Après une vingtaine de minutes, il prenait congé de la faune journalistique. Il avait à son calendrier chargé un autre rendez-vous autrement important : le dîner avec Aline, son roc de Gibraltar, au 24, Sussex, la résidence officielle du premier ministre.

PHOTO FRED CHARTRAND, ARCHIVES LA PRESSE CANADIENNE

Jean Chrétien dans les couloirs du parlement à Ottawa, suivi de son chef de cabinet Jean Pelletier, en 2000

Par la suite, ses principaux ministres sortaient aussi de la salle de réunion. Et ils se soumettaient volontiers au même exercice généralement sans se défiler. Ceux qui tentaient d’échapper aux bruyantes mêlées de presse se faisaient suivre par les caméras et les journalistes jusqu’à ce qu’ils s’engouffrent dans un ascenseur ou arrivent à leur voiture de fonction.

À bien des égards, ces années où Jean Chrétien affrontait ainsi la presse parlementaire sans broncher sont considérées comme la belle époque. D’autant que les ministères et les organismes fédéraux s’efforçaient aussi de remettre dans les délais prescrits les documents réclamés par les médias en vertu de la Loi sur l’accès à l’information. Depuis, l’accès au premier ministre et à ses ministres s’est amenuisé, surtout durant le règne des conservateurs de Stephen Harper.

Le tournant conservateur

Avant même son arrivée au pouvoir, Stephen Harper ne cachait pas son mépris pour les médias. Il était convaincu qu’ils étaient essentiellement au service des libéraux et que les conservateurs n’obtenaient pas un traitement juste et équitable.

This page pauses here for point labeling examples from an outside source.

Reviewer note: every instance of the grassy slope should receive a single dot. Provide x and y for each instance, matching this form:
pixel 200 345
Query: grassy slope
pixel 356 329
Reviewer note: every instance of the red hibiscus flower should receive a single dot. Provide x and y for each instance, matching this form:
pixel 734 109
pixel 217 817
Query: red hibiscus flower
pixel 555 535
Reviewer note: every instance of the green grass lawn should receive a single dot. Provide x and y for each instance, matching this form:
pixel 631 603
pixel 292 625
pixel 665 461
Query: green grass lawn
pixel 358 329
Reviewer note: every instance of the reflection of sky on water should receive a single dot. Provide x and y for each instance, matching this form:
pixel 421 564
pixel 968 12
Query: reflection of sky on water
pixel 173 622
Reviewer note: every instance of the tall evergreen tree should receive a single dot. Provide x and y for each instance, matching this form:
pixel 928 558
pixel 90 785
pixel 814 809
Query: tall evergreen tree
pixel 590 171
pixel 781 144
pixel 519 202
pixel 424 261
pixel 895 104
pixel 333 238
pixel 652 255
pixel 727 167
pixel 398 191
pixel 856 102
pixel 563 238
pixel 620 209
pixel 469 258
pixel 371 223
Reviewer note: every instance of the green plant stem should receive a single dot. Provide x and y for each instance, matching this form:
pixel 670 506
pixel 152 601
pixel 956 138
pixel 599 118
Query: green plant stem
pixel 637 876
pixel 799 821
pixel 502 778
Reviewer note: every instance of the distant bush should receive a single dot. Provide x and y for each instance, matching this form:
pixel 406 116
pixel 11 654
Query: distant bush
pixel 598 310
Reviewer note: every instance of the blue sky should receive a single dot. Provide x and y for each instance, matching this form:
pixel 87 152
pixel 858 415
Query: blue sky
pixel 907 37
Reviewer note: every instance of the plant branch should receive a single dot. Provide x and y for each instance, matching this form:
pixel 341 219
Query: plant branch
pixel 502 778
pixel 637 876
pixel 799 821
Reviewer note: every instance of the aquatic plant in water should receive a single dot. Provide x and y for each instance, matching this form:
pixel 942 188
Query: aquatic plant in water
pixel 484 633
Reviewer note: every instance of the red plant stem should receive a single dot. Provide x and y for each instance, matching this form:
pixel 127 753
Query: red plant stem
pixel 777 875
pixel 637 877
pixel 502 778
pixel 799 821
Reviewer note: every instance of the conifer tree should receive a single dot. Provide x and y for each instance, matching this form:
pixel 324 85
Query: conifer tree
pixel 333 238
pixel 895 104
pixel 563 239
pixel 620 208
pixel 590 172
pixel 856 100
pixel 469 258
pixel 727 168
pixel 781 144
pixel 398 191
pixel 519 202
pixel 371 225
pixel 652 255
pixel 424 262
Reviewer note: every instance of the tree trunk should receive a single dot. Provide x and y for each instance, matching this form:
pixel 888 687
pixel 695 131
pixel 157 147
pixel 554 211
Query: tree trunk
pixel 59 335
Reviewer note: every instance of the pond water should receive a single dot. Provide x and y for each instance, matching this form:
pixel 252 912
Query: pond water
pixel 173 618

Quelques mois après son arrivée au pouvoir, en 2006, les mêlées de presse impromptues après les réunions du cabinet ont été abolies. Les ministres de son gouvernement ne se présentaient devant les médias qu’après avoir obtenu le feu vert de son bureau. Le contrôle du message était devenu une véritable obsession.

Même s’il était en mesure de répondre avec aplomb à n’importe quelle question portant sur n’importe quel sujet, Stephen Harper détestait les conférences de presse. C’était à croire qu’il les considérait comme une perte de temps. À un moment donné durant son règne, il rencontrait la presse seulement durant les voyages officiels à l’étranger. Des voyages qui coûtaient entre 5000 $ et 10 000 $, selon la durée et la destination. Et des voyages que beaucoup de médias ne pouvaient se permettre.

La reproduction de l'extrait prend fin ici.